Auf Umwegen zum Traumberuf

25.11.2025 von Ines Godazgar in Personalia
Seit mehr als drei Jahrzehnten ist Karin Keller als Archivarin an der MLU beschäftigt. Jetzt verabschiedet sich die stellvertretende Leiterin des Uni-Archivs in den Ruhestand. Zuvor spricht sie noch einmal über frühe Karrierehürden, ihre Liebe zu historischen Quellen und den abwechslungsreichen Arbeitsalltag.
Karin Keller liebt historische Quellen. Hier hält sie im Forschungssaal des Universitätsarchivs das 1632 angelegte Wittenberger Statutenbuch in der Hand, in das unter anderem ein Horoskop zum Gründungstag der Universität Wittenberg eingebunden ist.
Karin Keller liebt historische Quellen. Hier hält sie im Forschungssaal des Universitätsarchivs das 1632 angelegte Wittenberger Statutenbuch in der Hand, in das unter anderem ein Horoskop zum Gründungstag der Universität Wittenberg eingebunden ist. (Foto: Maike Glöckner)

„Die Arbeit im Archiv erspart jedes Fitness-Studio“, sagt Karin Keller und lacht.
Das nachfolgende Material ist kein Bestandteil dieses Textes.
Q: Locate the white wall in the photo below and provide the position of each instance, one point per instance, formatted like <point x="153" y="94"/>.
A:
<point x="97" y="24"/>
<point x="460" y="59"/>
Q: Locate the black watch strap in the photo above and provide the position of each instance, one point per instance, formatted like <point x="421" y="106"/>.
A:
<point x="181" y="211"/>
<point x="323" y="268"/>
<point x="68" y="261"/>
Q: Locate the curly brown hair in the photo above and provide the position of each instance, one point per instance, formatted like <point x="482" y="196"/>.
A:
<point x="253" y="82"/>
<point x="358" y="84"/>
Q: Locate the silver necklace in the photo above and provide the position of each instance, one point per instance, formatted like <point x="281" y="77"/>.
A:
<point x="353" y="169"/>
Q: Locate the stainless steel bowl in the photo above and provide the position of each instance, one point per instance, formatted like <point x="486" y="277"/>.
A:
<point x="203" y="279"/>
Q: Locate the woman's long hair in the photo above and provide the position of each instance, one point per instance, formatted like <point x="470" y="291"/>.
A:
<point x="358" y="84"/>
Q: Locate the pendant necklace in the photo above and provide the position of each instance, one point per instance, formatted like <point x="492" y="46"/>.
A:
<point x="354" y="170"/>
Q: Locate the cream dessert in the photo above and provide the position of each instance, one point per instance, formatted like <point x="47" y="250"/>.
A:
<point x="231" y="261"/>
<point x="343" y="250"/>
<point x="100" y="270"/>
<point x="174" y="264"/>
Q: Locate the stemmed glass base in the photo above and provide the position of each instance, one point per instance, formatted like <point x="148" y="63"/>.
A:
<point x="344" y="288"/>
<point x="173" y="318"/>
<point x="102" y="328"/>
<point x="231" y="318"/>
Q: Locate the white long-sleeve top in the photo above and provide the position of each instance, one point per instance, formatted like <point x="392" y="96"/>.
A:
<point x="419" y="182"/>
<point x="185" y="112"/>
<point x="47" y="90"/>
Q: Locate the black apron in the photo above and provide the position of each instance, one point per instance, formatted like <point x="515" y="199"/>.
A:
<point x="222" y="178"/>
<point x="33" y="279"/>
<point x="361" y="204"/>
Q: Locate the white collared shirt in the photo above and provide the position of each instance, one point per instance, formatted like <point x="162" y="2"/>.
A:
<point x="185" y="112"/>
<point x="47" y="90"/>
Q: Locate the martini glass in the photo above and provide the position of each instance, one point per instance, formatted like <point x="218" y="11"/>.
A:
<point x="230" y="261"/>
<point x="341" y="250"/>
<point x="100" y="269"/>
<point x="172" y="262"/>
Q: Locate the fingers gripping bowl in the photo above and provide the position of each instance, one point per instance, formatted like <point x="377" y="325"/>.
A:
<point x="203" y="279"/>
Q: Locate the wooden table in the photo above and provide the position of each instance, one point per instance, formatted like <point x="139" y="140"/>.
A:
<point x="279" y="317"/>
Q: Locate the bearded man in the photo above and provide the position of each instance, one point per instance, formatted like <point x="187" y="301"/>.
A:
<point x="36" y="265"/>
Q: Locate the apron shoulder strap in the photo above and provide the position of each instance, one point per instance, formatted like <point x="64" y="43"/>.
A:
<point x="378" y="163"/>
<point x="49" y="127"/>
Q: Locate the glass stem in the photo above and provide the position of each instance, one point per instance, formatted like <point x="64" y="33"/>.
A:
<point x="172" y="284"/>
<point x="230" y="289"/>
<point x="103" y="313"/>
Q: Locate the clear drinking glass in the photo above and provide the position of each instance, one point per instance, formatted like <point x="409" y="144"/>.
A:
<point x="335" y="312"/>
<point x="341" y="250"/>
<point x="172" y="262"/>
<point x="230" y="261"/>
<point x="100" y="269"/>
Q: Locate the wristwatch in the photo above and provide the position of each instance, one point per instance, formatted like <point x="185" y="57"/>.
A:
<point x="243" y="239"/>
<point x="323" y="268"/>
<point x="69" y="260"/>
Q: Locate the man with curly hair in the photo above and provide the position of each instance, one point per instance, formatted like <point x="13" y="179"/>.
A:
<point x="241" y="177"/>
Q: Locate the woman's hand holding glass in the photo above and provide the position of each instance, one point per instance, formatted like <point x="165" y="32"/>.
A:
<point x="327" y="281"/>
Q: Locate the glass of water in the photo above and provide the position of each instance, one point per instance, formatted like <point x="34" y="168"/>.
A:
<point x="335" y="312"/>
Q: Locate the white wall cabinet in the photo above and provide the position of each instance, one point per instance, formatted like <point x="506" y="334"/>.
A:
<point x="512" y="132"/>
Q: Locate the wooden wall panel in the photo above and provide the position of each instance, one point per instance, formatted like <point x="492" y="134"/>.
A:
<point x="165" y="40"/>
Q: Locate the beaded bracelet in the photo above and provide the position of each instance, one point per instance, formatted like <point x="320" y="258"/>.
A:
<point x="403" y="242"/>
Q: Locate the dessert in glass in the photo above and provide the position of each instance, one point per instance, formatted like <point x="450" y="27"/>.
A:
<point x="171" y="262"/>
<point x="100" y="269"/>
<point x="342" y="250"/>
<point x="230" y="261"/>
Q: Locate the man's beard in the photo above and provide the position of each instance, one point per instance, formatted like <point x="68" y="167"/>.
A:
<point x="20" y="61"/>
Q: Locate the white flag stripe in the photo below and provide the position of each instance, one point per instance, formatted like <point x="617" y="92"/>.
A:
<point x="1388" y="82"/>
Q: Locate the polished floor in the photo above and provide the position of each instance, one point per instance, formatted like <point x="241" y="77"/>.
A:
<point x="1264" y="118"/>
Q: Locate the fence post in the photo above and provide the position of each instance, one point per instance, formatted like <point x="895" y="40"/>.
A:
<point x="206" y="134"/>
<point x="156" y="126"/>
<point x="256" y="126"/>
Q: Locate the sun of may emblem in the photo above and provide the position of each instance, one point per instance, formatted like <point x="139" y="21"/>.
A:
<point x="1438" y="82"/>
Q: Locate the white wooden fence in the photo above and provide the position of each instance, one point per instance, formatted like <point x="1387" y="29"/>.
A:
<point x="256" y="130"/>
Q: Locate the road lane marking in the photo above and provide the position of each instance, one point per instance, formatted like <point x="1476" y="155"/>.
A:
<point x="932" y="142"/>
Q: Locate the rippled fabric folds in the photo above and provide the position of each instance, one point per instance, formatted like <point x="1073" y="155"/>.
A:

Man hebt Aktenstapel von A nach B, klettert auf Leitern, bewegt die schweren Kurbeln der Hebeschubanlagen, steigt Treppen. „Das kann durchaus kräftezehrend sein – eine Arbeit mit eingebautem Sportprogramm."  Die frühere Geräteturnerin und Leichtathletin hat dieses „Sportprogramm“ lange an der Universität absolviert: Seit 1992 ist sie als Archivarin an der MLU beschäftigt. Zum Jahresende wird sie sich ein letztes Mal durch die Räume mit den 4.000 laufenden Meter Akten des Archivs bewegen, das sie wie ihre Westentasche kennt. Dann verabschiedet sich Karin Keller in den Ruhestand.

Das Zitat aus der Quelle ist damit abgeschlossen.